Marx als "Moderner" seiner Zeit
Was ist modern?
Die Musikwissenschaft hat in den letzten Jahren den Begriff der "Moderne" neu diskutiert. Er wird nun nicht mehr an eine bestimmte Stilrichtung gekoppelt. War Joseph Marx "modern"? Worin könnte sich Marx als "Moderner" seiner Zeit offenbaren?
8. April 2017, 21:58
Dass es in der österreichischen Kulturgeschichte "Romantik" gibt, wird von der Geschichtsforschung oftmals in Frage gestellt. Die Kunst hier zu Lande sei viel zu realistisch, um die Bodenhaftung jemals ganz zu verlieren. Haydn und Schubert - ja auch Letzterer mit seiner präzisen Ausleuchtung der menschlichen Seelenzustände - können als Kronzeugen befragt werden.
Da gibt es keine Flucht aus der Welt in ein anderes, sei es besseres, sei es noch schaudervolleres Reich. Was bedeutet aus diesem Gesichtspunkt aber dann die Hereinnahme von Topoi einer abgelaufenen Zeit in eine neue Epoche? Was hat es zu besagen, wenn ein Komponist des 20. Jahrhunderts nicht nur, aber auch, unter Rückgriff auf musikalisches Material des hinter ihm liegenden 19. Jahrhunderts, neue Musik komponiert? Joseph Marx, der vor 125 Jahren Geborene einstmals hoch Berühmte evoziert mit seinem Stil diese Fragen.

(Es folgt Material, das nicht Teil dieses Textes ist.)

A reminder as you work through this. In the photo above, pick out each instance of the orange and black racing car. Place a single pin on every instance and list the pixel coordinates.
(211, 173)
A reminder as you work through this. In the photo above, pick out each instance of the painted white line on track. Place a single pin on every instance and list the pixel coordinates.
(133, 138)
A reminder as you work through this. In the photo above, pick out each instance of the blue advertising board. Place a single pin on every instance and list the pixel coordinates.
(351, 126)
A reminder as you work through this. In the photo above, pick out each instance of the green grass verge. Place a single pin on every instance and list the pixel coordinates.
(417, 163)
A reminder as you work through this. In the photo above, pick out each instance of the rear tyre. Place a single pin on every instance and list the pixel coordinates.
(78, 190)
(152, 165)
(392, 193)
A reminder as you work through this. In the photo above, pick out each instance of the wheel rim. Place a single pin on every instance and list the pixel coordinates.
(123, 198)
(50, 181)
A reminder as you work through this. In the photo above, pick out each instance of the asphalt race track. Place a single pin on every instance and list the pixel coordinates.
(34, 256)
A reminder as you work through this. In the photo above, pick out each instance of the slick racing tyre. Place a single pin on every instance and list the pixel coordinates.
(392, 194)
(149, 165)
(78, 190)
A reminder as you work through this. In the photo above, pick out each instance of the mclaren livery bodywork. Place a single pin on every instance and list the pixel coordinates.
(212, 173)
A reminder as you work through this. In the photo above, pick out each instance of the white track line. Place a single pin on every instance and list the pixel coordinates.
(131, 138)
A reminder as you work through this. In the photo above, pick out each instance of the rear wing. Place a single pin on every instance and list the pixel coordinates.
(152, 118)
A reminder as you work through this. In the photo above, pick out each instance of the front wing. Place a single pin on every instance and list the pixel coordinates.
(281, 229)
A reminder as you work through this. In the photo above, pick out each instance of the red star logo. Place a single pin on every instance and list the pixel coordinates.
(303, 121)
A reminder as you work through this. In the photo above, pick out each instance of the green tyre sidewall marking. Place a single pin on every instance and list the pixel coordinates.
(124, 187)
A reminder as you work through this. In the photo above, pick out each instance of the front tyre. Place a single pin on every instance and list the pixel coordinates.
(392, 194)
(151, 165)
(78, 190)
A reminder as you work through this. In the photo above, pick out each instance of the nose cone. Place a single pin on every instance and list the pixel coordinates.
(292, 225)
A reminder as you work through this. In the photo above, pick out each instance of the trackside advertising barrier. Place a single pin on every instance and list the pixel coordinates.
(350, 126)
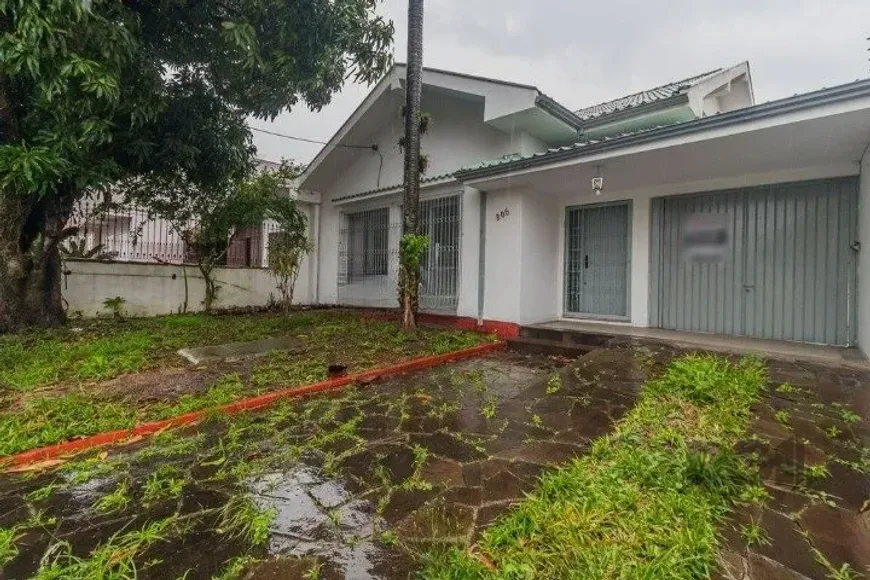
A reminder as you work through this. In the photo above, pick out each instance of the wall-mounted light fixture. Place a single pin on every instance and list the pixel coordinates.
(598, 182)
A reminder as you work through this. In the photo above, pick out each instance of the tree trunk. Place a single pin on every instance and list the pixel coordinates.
(30, 265)
(411, 199)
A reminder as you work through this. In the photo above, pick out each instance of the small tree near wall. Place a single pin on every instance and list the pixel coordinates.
(287, 248)
(208, 219)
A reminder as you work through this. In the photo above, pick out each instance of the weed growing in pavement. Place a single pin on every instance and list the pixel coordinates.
(646, 500)
(166, 482)
(416, 480)
(113, 560)
(783, 417)
(234, 568)
(488, 410)
(8, 544)
(754, 535)
(117, 500)
(44, 420)
(554, 384)
(106, 349)
(787, 388)
(242, 518)
(849, 416)
(817, 471)
(41, 494)
(832, 432)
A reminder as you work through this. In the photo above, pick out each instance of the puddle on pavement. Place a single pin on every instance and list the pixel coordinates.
(360, 483)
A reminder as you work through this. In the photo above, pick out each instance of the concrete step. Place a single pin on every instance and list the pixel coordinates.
(548, 347)
(565, 336)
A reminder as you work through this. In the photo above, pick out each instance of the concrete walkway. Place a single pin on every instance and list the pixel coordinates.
(850, 357)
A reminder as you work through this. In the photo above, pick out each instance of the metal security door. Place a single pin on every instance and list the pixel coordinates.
(596, 265)
(789, 273)
(440, 220)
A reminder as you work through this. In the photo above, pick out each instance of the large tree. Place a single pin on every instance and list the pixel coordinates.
(412, 245)
(95, 92)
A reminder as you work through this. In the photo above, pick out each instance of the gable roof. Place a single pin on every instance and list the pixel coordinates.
(801, 102)
(649, 96)
(555, 112)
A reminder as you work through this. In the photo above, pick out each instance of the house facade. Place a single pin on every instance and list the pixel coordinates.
(687, 207)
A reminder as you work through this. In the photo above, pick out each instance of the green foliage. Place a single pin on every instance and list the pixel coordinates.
(45, 420)
(412, 249)
(118, 500)
(287, 248)
(8, 548)
(104, 349)
(113, 560)
(241, 518)
(78, 249)
(165, 483)
(646, 501)
(155, 92)
(209, 217)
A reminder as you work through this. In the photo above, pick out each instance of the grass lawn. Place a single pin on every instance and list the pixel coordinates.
(101, 375)
(647, 501)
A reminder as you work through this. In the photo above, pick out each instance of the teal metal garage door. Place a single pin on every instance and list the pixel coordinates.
(775, 262)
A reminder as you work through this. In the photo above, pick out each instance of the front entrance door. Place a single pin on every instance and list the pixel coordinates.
(596, 260)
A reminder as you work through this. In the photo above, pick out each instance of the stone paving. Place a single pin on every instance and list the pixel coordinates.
(363, 482)
(811, 436)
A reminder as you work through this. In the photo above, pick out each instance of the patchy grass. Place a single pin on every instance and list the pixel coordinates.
(76, 360)
(111, 560)
(98, 350)
(646, 501)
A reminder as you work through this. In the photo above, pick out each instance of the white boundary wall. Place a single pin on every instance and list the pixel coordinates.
(156, 289)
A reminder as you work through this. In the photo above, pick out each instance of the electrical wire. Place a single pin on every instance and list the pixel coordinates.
(314, 141)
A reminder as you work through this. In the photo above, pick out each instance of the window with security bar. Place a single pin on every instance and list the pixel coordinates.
(367, 243)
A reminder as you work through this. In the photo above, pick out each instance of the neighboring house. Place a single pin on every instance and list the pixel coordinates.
(126, 233)
(715, 214)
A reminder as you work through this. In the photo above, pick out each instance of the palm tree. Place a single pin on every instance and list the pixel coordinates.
(410, 248)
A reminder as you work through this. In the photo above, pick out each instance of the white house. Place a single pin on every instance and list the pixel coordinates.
(687, 206)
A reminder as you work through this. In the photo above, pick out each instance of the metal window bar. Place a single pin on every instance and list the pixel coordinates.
(368, 257)
(440, 220)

Modern - ein relativer Begriff
Die Musikwissenschaft hat in den letzten Jahren den Begriff der "Moderne" neu diskutiert. Er wird nun - nach den Erfahrungen mit der "Postmoderne" - nicht mehr an eine bestimmte Stilrichtung, wie die "2. Wiener Schule" rund um Schönberg gekoppelt, sondern aus der jeweiligen Zeit heraus definiert.
So war eben in den 20er Jahren des vergangenen Jahrhunderts Schönberg durchaus und ohne jeden Zweifel "modern", das waren aber auch jene seiner Zeitgenossen, welche sich nicht dessen Theorien anschlossen. So gab es in Österreich damals eben auch Gál und Wellesz als "moderne" Komponisten und gleichermaßen Krenek oder Marx. Alle haben auf ihre Weise in ihrer Zeit "Neues" gesucht und es unter anderem auch auf der Basis von "Altem" gefunden. Man kann hier eine "Achse" Brahms - Schönberg ebenso ins Treffen führen, wie eine Brahms - Marx.

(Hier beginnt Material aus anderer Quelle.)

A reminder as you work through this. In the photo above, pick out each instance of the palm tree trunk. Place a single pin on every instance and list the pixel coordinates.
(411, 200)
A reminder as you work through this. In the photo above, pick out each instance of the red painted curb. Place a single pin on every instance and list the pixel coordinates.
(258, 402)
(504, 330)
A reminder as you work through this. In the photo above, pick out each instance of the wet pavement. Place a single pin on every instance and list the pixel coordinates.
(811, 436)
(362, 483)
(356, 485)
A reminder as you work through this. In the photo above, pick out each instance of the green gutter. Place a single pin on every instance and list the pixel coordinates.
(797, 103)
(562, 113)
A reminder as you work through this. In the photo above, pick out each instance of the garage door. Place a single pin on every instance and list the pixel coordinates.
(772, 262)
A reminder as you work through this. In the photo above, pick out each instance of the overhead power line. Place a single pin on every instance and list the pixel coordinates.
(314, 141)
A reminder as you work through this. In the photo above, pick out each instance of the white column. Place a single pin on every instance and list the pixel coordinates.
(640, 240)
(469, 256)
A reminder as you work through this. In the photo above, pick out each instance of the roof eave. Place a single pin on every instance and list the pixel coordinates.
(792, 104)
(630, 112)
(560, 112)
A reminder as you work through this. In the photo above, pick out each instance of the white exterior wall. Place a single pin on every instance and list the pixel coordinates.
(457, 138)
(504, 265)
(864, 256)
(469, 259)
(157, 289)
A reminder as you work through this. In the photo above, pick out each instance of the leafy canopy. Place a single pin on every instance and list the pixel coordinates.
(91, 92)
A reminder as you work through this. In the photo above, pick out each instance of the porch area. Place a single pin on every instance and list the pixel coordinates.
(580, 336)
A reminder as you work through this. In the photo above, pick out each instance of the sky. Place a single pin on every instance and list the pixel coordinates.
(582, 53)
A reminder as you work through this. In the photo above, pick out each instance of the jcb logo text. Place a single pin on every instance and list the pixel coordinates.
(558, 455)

Impressionen des 20. Jahrhunderts
Worin könnte sich demnach Joseph Marx als "Moderner" seiner Zeit offenbaren? Beispielsweise in der Art, mit welcher er die "Natur" musikalisch betrachtet. In seinen diesem Phänomen gewidmeten Orchesterwerken ist er ein Begeisterter, aber er ist Außenbeobachter, gleichsam ein impressionistischer Maler, der hinausgeht und "abzeichnet" und keineswegs Teil des von ihm Beobachteten und Beschriebenen wird.
Hier verbindet sich der Österreicher auf eigentümliche Weise mit den Klangwelten des Franzosen Debussy. Die Natur steht mit ihm in der gemeinsamen Zeit - also in seinem 20. Jahrhundert.
Ein Nachleben als Lehrer
Marx war eine höchst erfolgreicher Lehrer - und einer, der in dieser Funktion Unterschiedlichstes hervorgebracht hat: Johann Nepomuk David, Jenö Takács und Kurt Schwertsik, den einstmals erfolgreichen Operettenkomponisten Rudolf Kattnigg.
In seinen Schülern lebte er länger weiter als mit seiner eigenen Musik, die nach seinem Tod 1964 rasch verklungen ist. Aber nicht nur die Musikwissenschaft, sondern auch das Interesse prominenter Musizierender erweckt den Eindruck, dass seine Zeit noch einmal kommt.